Jocelyn, on behalf of herself and hundreds of others, is suing several federal agencies, claiming it's illegal for the government to keep families separated for no legitimate reason after a fit parent has served a sentence -- three days to two weeks -- for the misdemeanor of illegally crossing the border. Jocelyn's case, he said, is only the tip of the iceberg.
"Literally 3-, 4-, 5-year-olds screaming, 'Please don't take me away from my mommy,' and being ripped away," Gelernt said.
Gelernt said the separating of undocumented families has hit a fever pitch under the Trump administration's "zero-tolerance policy."
Meanwhile, ABC News cameras were also rolling Wednesday as a group of immigrant families was released from ICE custody into a halfway house in El Paso, Texas.
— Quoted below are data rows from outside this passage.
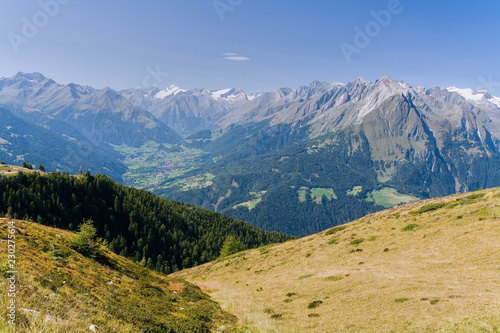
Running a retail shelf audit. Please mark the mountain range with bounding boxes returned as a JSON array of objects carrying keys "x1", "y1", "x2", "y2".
[{"x1": 0, "y1": 73, "x2": 500, "y2": 236}]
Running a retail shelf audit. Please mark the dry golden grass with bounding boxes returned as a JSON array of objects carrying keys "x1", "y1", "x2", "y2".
[{"x1": 174, "y1": 188, "x2": 500, "y2": 333}]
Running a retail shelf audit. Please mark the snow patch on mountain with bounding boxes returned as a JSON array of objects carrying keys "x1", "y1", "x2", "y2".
[
  {"x1": 154, "y1": 85, "x2": 187, "y2": 99},
  {"x1": 212, "y1": 88, "x2": 232, "y2": 99},
  {"x1": 447, "y1": 87, "x2": 500, "y2": 108}
]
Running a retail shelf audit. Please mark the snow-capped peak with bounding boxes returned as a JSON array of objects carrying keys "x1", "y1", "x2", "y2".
[
  {"x1": 155, "y1": 85, "x2": 187, "y2": 99},
  {"x1": 447, "y1": 87, "x2": 500, "y2": 108},
  {"x1": 212, "y1": 88, "x2": 233, "y2": 99}
]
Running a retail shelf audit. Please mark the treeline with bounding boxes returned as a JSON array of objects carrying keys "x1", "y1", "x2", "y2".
[{"x1": 0, "y1": 172, "x2": 291, "y2": 273}]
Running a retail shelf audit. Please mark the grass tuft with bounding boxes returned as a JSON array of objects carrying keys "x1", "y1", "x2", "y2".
[
  {"x1": 410, "y1": 202, "x2": 446, "y2": 215},
  {"x1": 351, "y1": 238, "x2": 365, "y2": 246},
  {"x1": 325, "y1": 276, "x2": 343, "y2": 281},
  {"x1": 307, "y1": 301, "x2": 323, "y2": 309},
  {"x1": 401, "y1": 223, "x2": 419, "y2": 231},
  {"x1": 394, "y1": 297, "x2": 410, "y2": 303}
]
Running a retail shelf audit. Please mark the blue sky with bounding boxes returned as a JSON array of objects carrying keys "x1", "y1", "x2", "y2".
[{"x1": 0, "y1": 0, "x2": 500, "y2": 95}]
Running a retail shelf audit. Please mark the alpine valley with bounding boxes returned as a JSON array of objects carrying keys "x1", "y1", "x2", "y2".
[{"x1": 0, "y1": 73, "x2": 500, "y2": 236}]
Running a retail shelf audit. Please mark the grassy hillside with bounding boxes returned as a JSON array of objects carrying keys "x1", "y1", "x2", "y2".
[
  {"x1": 173, "y1": 188, "x2": 500, "y2": 333},
  {"x1": 0, "y1": 219, "x2": 235, "y2": 333},
  {"x1": 0, "y1": 172, "x2": 290, "y2": 273}
]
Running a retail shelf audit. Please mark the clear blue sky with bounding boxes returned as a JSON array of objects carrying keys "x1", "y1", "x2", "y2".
[{"x1": 0, "y1": 0, "x2": 500, "y2": 95}]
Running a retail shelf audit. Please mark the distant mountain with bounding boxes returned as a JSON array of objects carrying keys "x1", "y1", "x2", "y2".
[
  {"x1": 0, "y1": 107, "x2": 126, "y2": 179},
  {"x1": 150, "y1": 77, "x2": 500, "y2": 236},
  {"x1": 0, "y1": 73, "x2": 500, "y2": 236},
  {"x1": 0, "y1": 73, "x2": 180, "y2": 146},
  {"x1": 121, "y1": 86, "x2": 258, "y2": 136}
]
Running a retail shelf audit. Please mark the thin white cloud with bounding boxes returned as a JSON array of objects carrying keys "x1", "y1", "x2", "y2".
[
  {"x1": 222, "y1": 53, "x2": 250, "y2": 61},
  {"x1": 224, "y1": 57, "x2": 250, "y2": 61}
]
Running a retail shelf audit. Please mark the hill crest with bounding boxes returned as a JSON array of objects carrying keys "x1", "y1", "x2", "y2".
[{"x1": 173, "y1": 188, "x2": 500, "y2": 333}]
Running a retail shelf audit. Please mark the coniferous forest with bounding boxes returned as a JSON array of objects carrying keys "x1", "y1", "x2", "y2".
[{"x1": 0, "y1": 172, "x2": 293, "y2": 273}]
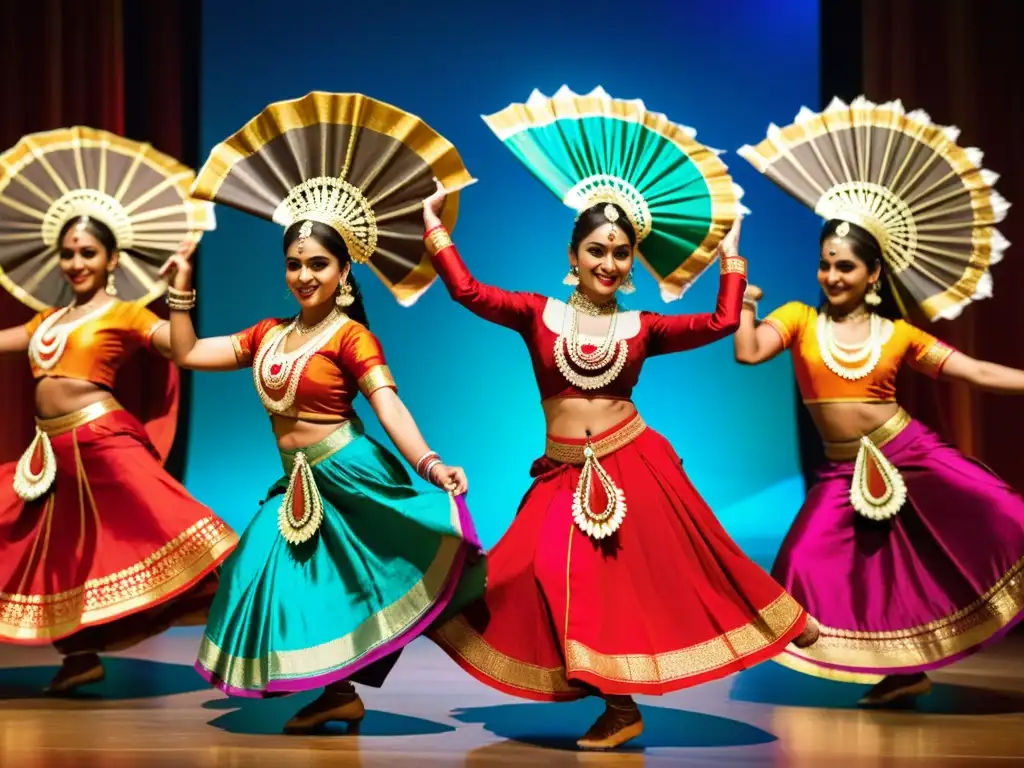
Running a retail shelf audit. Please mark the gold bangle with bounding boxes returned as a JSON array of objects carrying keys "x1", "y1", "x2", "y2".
[
  {"x1": 426, "y1": 228, "x2": 454, "y2": 256},
  {"x1": 722, "y1": 256, "x2": 746, "y2": 278}
]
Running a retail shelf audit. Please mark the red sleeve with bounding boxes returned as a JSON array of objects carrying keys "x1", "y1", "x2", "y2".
[
  {"x1": 642, "y1": 256, "x2": 746, "y2": 355},
  {"x1": 338, "y1": 321, "x2": 398, "y2": 397},
  {"x1": 425, "y1": 227, "x2": 540, "y2": 333},
  {"x1": 230, "y1": 317, "x2": 283, "y2": 368}
]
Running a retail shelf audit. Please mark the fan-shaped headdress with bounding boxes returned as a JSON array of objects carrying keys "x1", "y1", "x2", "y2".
[
  {"x1": 483, "y1": 86, "x2": 745, "y2": 301},
  {"x1": 739, "y1": 97, "x2": 1010, "y2": 319},
  {"x1": 193, "y1": 92, "x2": 473, "y2": 305},
  {"x1": 0, "y1": 127, "x2": 214, "y2": 310}
]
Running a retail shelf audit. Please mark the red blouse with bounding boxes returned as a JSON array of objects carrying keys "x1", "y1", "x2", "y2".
[
  {"x1": 230, "y1": 316, "x2": 395, "y2": 423},
  {"x1": 428, "y1": 239, "x2": 746, "y2": 400}
]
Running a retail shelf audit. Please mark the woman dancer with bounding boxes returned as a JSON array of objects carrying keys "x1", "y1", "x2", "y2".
[
  {"x1": 0, "y1": 128, "x2": 237, "y2": 693},
  {"x1": 168, "y1": 93, "x2": 482, "y2": 733},
  {"x1": 735, "y1": 99, "x2": 1024, "y2": 706},
  {"x1": 424, "y1": 91, "x2": 814, "y2": 750}
]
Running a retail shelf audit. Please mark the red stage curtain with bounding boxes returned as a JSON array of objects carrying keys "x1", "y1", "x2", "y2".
[{"x1": 864, "y1": 0, "x2": 1024, "y2": 488}]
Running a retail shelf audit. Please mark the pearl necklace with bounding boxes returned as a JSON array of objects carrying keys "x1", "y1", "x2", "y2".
[
  {"x1": 253, "y1": 312, "x2": 348, "y2": 416},
  {"x1": 555, "y1": 292, "x2": 630, "y2": 390},
  {"x1": 29, "y1": 301, "x2": 117, "y2": 371},
  {"x1": 817, "y1": 313, "x2": 885, "y2": 381}
]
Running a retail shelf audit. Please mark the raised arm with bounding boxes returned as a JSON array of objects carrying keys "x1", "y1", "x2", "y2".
[
  {"x1": 732, "y1": 285, "x2": 785, "y2": 366},
  {"x1": 423, "y1": 181, "x2": 539, "y2": 332},
  {"x1": 939, "y1": 351, "x2": 1024, "y2": 394},
  {"x1": 0, "y1": 326, "x2": 32, "y2": 354},
  {"x1": 645, "y1": 219, "x2": 746, "y2": 355},
  {"x1": 904, "y1": 326, "x2": 1024, "y2": 394},
  {"x1": 154, "y1": 244, "x2": 242, "y2": 371}
]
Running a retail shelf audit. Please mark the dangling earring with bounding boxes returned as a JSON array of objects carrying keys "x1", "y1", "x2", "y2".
[
  {"x1": 334, "y1": 280, "x2": 355, "y2": 308},
  {"x1": 864, "y1": 283, "x2": 882, "y2": 306},
  {"x1": 618, "y1": 269, "x2": 637, "y2": 295}
]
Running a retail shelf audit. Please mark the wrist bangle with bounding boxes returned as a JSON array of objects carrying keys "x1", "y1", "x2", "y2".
[
  {"x1": 416, "y1": 451, "x2": 439, "y2": 476},
  {"x1": 722, "y1": 256, "x2": 746, "y2": 278},
  {"x1": 424, "y1": 226, "x2": 453, "y2": 256},
  {"x1": 422, "y1": 459, "x2": 442, "y2": 482}
]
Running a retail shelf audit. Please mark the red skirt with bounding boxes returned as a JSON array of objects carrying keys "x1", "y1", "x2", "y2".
[
  {"x1": 0, "y1": 399, "x2": 238, "y2": 652},
  {"x1": 431, "y1": 416, "x2": 807, "y2": 700}
]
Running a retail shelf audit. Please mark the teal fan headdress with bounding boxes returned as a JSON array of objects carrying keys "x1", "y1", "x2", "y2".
[{"x1": 483, "y1": 86, "x2": 745, "y2": 301}]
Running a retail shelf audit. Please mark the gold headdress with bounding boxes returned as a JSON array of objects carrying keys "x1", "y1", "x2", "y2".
[
  {"x1": 483, "y1": 86, "x2": 746, "y2": 301},
  {"x1": 193, "y1": 92, "x2": 473, "y2": 305},
  {"x1": 739, "y1": 96, "x2": 1010, "y2": 319},
  {"x1": 0, "y1": 127, "x2": 215, "y2": 310}
]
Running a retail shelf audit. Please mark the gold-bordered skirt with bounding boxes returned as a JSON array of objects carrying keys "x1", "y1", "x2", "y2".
[
  {"x1": 772, "y1": 410, "x2": 1024, "y2": 683},
  {"x1": 196, "y1": 419, "x2": 484, "y2": 697},
  {"x1": 430, "y1": 415, "x2": 806, "y2": 700},
  {"x1": 0, "y1": 398, "x2": 238, "y2": 652}
]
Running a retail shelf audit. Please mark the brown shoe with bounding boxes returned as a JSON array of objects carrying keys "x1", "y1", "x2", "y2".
[
  {"x1": 857, "y1": 672, "x2": 932, "y2": 707},
  {"x1": 577, "y1": 696, "x2": 643, "y2": 750},
  {"x1": 43, "y1": 653, "x2": 106, "y2": 694},
  {"x1": 285, "y1": 683, "x2": 367, "y2": 733},
  {"x1": 793, "y1": 616, "x2": 821, "y2": 648}
]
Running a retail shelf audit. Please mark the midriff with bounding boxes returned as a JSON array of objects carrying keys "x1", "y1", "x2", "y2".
[
  {"x1": 807, "y1": 402, "x2": 899, "y2": 442},
  {"x1": 541, "y1": 397, "x2": 637, "y2": 438},
  {"x1": 35, "y1": 376, "x2": 114, "y2": 419}
]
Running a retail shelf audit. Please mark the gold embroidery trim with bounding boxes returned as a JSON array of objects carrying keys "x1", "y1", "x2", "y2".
[
  {"x1": 722, "y1": 256, "x2": 746, "y2": 278},
  {"x1": 425, "y1": 227, "x2": 455, "y2": 256},
  {"x1": 0, "y1": 516, "x2": 238, "y2": 640},
  {"x1": 825, "y1": 409, "x2": 911, "y2": 462},
  {"x1": 359, "y1": 366, "x2": 398, "y2": 397},
  {"x1": 432, "y1": 594, "x2": 804, "y2": 694},
  {"x1": 36, "y1": 397, "x2": 124, "y2": 437},
  {"x1": 228, "y1": 334, "x2": 253, "y2": 368},
  {"x1": 430, "y1": 615, "x2": 586, "y2": 696},
  {"x1": 918, "y1": 341, "x2": 956, "y2": 378},
  {"x1": 788, "y1": 558, "x2": 1024, "y2": 670},
  {"x1": 199, "y1": 537, "x2": 462, "y2": 690},
  {"x1": 544, "y1": 414, "x2": 647, "y2": 466}
]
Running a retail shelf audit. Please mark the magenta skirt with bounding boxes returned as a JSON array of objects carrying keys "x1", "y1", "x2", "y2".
[{"x1": 772, "y1": 421, "x2": 1024, "y2": 682}]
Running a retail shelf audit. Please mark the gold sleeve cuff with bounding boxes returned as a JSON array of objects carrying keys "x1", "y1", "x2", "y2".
[
  {"x1": 722, "y1": 256, "x2": 746, "y2": 278},
  {"x1": 918, "y1": 341, "x2": 956, "y2": 379},
  {"x1": 359, "y1": 366, "x2": 398, "y2": 397},
  {"x1": 426, "y1": 228, "x2": 455, "y2": 256},
  {"x1": 229, "y1": 336, "x2": 252, "y2": 368}
]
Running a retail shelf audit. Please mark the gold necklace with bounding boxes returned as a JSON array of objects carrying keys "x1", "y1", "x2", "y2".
[
  {"x1": 293, "y1": 309, "x2": 341, "y2": 336},
  {"x1": 568, "y1": 291, "x2": 618, "y2": 317}
]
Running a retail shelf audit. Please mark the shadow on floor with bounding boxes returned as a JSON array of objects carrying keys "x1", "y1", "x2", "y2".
[
  {"x1": 0, "y1": 656, "x2": 209, "y2": 701},
  {"x1": 729, "y1": 663, "x2": 1024, "y2": 715},
  {"x1": 203, "y1": 691, "x2": 455, "y2": 736},
  {"x1": 452, "y1": 699, "x2": 775, "y2": 752}
]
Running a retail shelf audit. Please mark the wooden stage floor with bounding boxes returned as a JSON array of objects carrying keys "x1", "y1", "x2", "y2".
[{"x1": 0, "y1": 629, "x2": 1024, "y2": 768}]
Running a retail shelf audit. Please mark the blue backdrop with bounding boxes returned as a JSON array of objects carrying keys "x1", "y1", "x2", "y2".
[{"x1": 185, "y1": 0, "x2": 818, "y2": 547}]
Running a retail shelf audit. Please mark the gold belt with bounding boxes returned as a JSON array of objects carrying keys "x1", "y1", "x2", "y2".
[
  {"x1": 825, "y1": 409, "x2": 910, "y2": 462},
  {"x1": 544, "y1": 414, "x2": 647, "y2": 466},
  {"x1": 36, "y1": 397, "x2": 124, "y2": 437}
]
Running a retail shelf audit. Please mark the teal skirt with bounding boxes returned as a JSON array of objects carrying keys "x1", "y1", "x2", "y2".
[{"x1": 196, "y1": 420, "x2": 484, "y2": 696}]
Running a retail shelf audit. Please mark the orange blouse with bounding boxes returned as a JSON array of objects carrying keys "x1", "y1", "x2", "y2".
[
  {"x1": 230, "y1": 315, "x2": 397, "y2": 423},
  {"x1": 764, "y1": 301, "x2": 955, "y2": 403},
  {"x1": 25, "y1": 301, "x2": 167, "y2": 389}
]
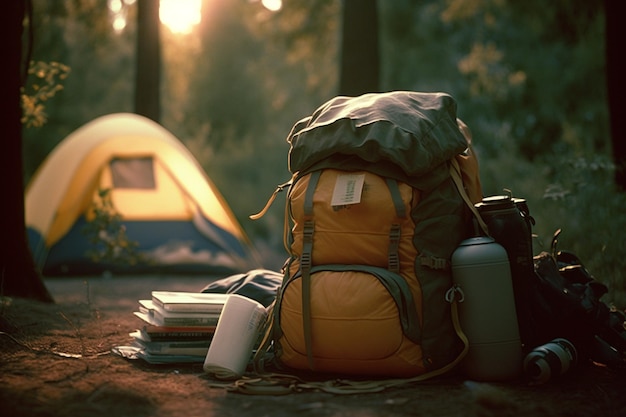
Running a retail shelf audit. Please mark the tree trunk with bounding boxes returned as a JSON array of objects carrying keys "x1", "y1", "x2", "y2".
[
  {"x1": 604, "y1": 0, "x2": 626, "y2": 191},
  {"x1": 0, "y1": 0, "x2": 53, "y2": 302},
  {"x1": 135, "y1": 0, "x2": 161, "y2": 123},
  {"x1": 339, "y1": 0, "x2": 380, "y2": 96}
]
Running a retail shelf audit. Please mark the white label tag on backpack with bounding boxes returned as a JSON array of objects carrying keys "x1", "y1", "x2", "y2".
[{"x1": 330, "y1": 174, "x2": 365, "y2": 207}]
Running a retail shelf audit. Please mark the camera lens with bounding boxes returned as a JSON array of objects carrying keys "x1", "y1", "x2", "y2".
[{"x1": 524, "y1": 339, "x2": 577, "y2": 384}]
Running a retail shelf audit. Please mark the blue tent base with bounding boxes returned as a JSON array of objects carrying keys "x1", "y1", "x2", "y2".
[{"x1": 28, "y1": 217, "x2": 258, "y2": 276}]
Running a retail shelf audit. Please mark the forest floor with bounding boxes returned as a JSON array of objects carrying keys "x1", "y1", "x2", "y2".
[{"x1": 0, "y1": 276, "x2": 626, "y2": 417}]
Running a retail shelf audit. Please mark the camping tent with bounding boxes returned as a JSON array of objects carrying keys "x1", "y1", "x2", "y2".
[{"x1": 25, "y1": 113, "x2": 259, "y2": 275}]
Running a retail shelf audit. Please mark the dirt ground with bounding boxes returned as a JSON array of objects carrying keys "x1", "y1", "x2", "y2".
[{"x1": 0, "y1": 277, "x2": 626, "y2": 417}]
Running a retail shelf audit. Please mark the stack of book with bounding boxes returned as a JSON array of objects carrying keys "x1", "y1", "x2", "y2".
[{"x1": 130, "y1": 291, "x2": 228, "y2": 363}]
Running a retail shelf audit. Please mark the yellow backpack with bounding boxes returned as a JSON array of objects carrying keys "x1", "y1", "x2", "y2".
[{"x1": 250, "y1": 92, "x2": 484, "y2": 384}]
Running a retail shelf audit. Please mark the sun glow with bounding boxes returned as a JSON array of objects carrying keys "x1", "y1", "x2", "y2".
[{"x1": 159, "y1": 0, "x2": 202, "y2": 34}]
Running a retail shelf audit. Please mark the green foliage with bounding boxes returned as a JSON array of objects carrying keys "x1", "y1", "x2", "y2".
[
  {"x1": 82, "y1": 189, "x2": 147, "y2": 266},
  {"x1": 21, "y1": 61, "x2": 70, "y2": 127},
  {"x1": 25, "y1": 0, "x2": 626, "y2": 305}
]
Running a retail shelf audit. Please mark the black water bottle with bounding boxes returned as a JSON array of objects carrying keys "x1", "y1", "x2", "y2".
[{"x1": 476, "y1": 190, "x2": 534, "y2": 346}]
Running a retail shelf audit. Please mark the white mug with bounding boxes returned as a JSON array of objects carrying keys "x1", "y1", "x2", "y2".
[{"x1": 203, "y1": 294, "x2": 267, "y2": 379}]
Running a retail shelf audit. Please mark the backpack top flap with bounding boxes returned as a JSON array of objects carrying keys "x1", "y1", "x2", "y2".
[{"x1": 287, "y1": 91, "x2": 468, "y2": 189}]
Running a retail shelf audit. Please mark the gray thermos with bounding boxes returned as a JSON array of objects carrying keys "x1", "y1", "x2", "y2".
[{"x1": 452, "y1": 237, "x2": 523, "y2": 381}]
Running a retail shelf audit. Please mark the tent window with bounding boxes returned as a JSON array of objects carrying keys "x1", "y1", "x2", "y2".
[{"x1": 110, "y1": 157, "x2": 156, "y2": 189}]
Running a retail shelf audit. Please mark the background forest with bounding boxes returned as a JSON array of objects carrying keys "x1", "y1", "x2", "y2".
[{"x1": 23, "y1": 0, "x2": 626, "y2": 305}]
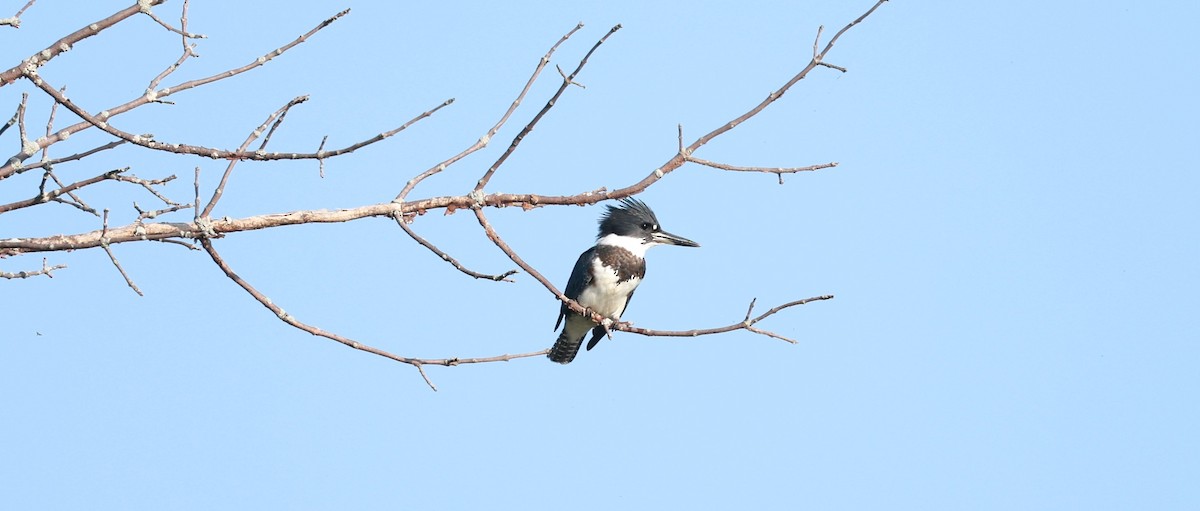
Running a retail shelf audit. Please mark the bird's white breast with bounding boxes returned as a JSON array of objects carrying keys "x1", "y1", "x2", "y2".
[{"x1": 577, "y1": 258, "x2": 642, "y2": 319}]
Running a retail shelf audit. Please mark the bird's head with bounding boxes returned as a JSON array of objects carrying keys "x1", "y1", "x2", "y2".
[{"x1": 596, "y1": 198, "x2": 700, "y2": 248}]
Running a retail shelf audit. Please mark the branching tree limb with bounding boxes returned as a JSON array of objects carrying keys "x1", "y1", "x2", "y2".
[{"x1": 0, "y1": 0, "x2": 887, "y2": 390}]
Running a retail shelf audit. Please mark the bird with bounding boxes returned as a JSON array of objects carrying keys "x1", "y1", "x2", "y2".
[{"x1": 546, "y1": 198, "x2": 700, "y2": 363}]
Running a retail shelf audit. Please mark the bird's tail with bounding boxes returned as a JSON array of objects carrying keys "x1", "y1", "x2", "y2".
[{"x1": 546, "y1": 327, "x2": 583, "y2": 363}]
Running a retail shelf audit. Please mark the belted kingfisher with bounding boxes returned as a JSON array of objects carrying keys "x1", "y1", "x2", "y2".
[{"x1": 546, "y1": 198, "x2": 700, "y2": 363}]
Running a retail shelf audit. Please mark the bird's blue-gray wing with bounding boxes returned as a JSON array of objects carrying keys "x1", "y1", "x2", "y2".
[{"x1": 554, "y1": 247, "x2": 596, "y2": 330}]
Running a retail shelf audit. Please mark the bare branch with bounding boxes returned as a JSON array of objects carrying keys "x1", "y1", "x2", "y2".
[
  {"x1": 37, "y1": 167, "x2": 100, "y2": 218},
  {"x1": 0, "y1": 0, "x2": 167, "y2": 88},
  {"x1": 100, "y1": 209, "x2": 145, "y2": 296},
  {"x1": 0, "y1": 5, "x2": 348, "y2": 180},
  {"x1": 475, "y1": 24, "x2": 620, "y2": 193},
  {"x1": 613, "y1": 295, "x2": 833, "y2": 344},
  {"x1": 142, "y1": 0, "x2": 206, "y2": 40},
  {"x1": 686, "y1": 156, "x2": 838, "y2": 185},
  {"x1": 392, "y1": 23, "x2": 583, "y2": 203},
  {"x1": 0, "y1": 167, "x2": 130, "y2": 212},
  {"x1": 0, "y1": 0, "x2": 37, "y2": 29},
  {"x1": 0, "y1": 255, "x2": 67, "y2": 279},
  {"x1": 396, "y1": 216, "x2": 518, "y2": 282},
  {"x1": 200, "y1": 96, "x2": 308, "y2": 217},
  {"x1": 4, "y1": 141, "x2": 125, "y2": 174},
  {"x1": 200, "y1": 238, "x2": 546, "y2": 390},
  {"x1": 0, "y1": 103, "x2": 16, "y2": 134}
]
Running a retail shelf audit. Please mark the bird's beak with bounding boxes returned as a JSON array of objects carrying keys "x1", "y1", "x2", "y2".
[{"x1": 652, "y1": 230, "x2": 700, "y2": 247}]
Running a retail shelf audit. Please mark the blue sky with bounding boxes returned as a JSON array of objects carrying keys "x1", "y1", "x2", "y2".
[{"x1": 0, "y1": 1, "x2": 1200, "y2": 510}]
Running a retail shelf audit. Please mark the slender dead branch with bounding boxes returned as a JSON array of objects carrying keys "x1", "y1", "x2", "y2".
[
  {"x1": 142, "y1": 0, "x2": 206, "y2": 40},
  {"x1": 613, "y1": 295, "x2": 833, "y2": 344},
  {"x1": 475, "y1": 24, "x2": 620, "y2": 193},
  {"x1": 392, "y1": 23, "x2": 583, "y2": 203},
  {"x1": 0, "y1": 104, "x2": 16, "y2": 134},
  {"x1": 0, "y1": 167, "x2": 123, "y2": 212},
  {"x1": 4, "y1": 140, "x2": 125, "y2": 174},
  {"x1": 0, "y1": 6, "x2": 348, "y2": 180},
  {"x1": 0, "y1": 257, "x2": 67, "y2": 279},
  {"x1": 200, "y1": 96, "x2": 308, "y2": 217},
  {"x1": 396, "y1": 217, "x2": 517, "y2": 282},
  {"x1": 200, "y1": 238, "x2": 546, "y2": 390},
  {"x1": 0, "y1": 0, "x2": 37, "y2": 29},
  {"x1": 0, "y1": 0, "x2": 167, "y2": 88},
  {"x1": 100, "y1": 209, "x2": 145, "y2": 296}
]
Many still looked shaken by fear, both children and parents. They were greeted by Ruben Garcia, who has been running the shelter for more than 40 years.
"For the past 12 to 18 months, we're seeing something we have never seen before," Garcia said. "As I like to say, it's like enforcement on steroids with the things that are being done here on the border."
He has taken in families who have been separated and petitioned the government to let them know he has room for the children who have been taken from parents, Garcia said. But, he added, the process drags along and some parents spend months without seeing their children.
"It's inhumane, immoral," Garcia said. "We need to ask ourselves, ‘Who do we want to be?’ Things that we, as a countryman take pride in; I can’t see how we as a country could take pride in separating children."
Asked whether she has second thoughts about crossing that border now that she hasn't seen her son for so long, she said, "This is a hard question to answer. If you're on that side, it's horrible. And if you're on this side, it's also horrible.”
"Please help us. We are here looking for protection."